Lady Hero immediately brightened. “Ye
s, I ordered a dress before I knew and that will have to be altered, but besides that I’ve seen some lovely new gowns from Paris especially for ladies in an interesting way. And of course we’ll have to get something for Miss Greaves.”
Artemis blinked, nearly dropping her dish of tea. “What?”
Phoebe nodded, looking unsurprised by her sister’s non sequitur. “Maximus already instructed me this morning to make sure she had at least three new gowns as well as everything else she might need.”
“But…” A lady could never accept a gift of clothing from a gentleman. Even with her spotty education and upbringing, that one rule had been drummed into her. Only a mistress accepted such financial obligation from a gentleman.
But wasn’t that what she already was?
“It’s only right,” Phoebe was saying stubbornly. “You came to stay with me without any thought for your own schedule.”
Artemis crimped her lips, trying not to laugh. What schedule? She lived at the beck and call of Penelope.
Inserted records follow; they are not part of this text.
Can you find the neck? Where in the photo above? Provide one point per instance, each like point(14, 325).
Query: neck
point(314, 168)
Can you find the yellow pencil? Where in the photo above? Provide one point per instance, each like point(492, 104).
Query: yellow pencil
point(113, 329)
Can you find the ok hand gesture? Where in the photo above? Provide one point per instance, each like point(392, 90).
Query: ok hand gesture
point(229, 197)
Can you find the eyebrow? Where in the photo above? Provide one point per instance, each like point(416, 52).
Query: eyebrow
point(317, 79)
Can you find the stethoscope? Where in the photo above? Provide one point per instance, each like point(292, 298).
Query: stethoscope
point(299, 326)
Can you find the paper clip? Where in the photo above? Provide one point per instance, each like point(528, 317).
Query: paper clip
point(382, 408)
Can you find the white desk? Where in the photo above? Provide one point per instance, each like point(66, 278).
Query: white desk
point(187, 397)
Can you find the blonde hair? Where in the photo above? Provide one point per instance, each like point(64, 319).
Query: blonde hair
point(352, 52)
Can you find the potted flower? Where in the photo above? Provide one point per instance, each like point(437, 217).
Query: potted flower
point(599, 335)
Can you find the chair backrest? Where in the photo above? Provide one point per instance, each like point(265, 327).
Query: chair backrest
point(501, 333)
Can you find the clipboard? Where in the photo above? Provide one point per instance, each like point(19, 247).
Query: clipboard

She had no plans of her own.
“Besides,” Phoebe said more bluntly, “I’m tired of looking at that brown thing.”
Artemis smoothed a hand over her lap. “What’s wrong with my brown dress?”
“It’s brown,” Phoebe said. “Not coffee or fawn or that delicious shade of dark copper, but brown. And not your color at all, in any case.”
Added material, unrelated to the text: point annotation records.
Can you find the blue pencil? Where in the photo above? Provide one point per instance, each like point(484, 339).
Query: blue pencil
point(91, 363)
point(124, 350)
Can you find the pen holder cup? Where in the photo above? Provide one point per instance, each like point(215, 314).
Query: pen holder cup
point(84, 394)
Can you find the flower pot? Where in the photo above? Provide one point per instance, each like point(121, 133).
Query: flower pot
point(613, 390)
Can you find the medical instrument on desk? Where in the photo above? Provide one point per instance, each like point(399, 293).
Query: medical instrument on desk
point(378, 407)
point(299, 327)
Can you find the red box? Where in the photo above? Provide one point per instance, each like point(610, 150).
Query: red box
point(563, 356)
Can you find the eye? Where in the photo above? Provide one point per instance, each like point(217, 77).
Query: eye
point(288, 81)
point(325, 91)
“No,” Lady Hero said thoughtfully, “I think some shade of blue, or perhaps green, would be quite interesting.”
Phoebe looked startled, then thoughtful. “Not a light pink?”
“Definitely not.” Lady Hero shook her head decisively. “Mind, I saw a lovely cream with red, pink, and dark green embroidered flowers we might look at, but no pastel colors overall. Her own coloring is too delicate. Light shades would simply wash her out. Dark and really rather dramatic, I think.”
Both ladies swiveled to examine her, and Artemis suddenly realized what a lump of dough might feel like under the scrutiny of a master baker. She knew from this morning that though Phoebe had trouble discerning shapes, she had no trouble with colors if the object were large enough.
“I see what you mean,” Phoebe said, squinting.
For just a second, Lady Hero’s face revealed a deep sadness, then she straightened with determination. “Yes, well, I do think we ought to get started, then.”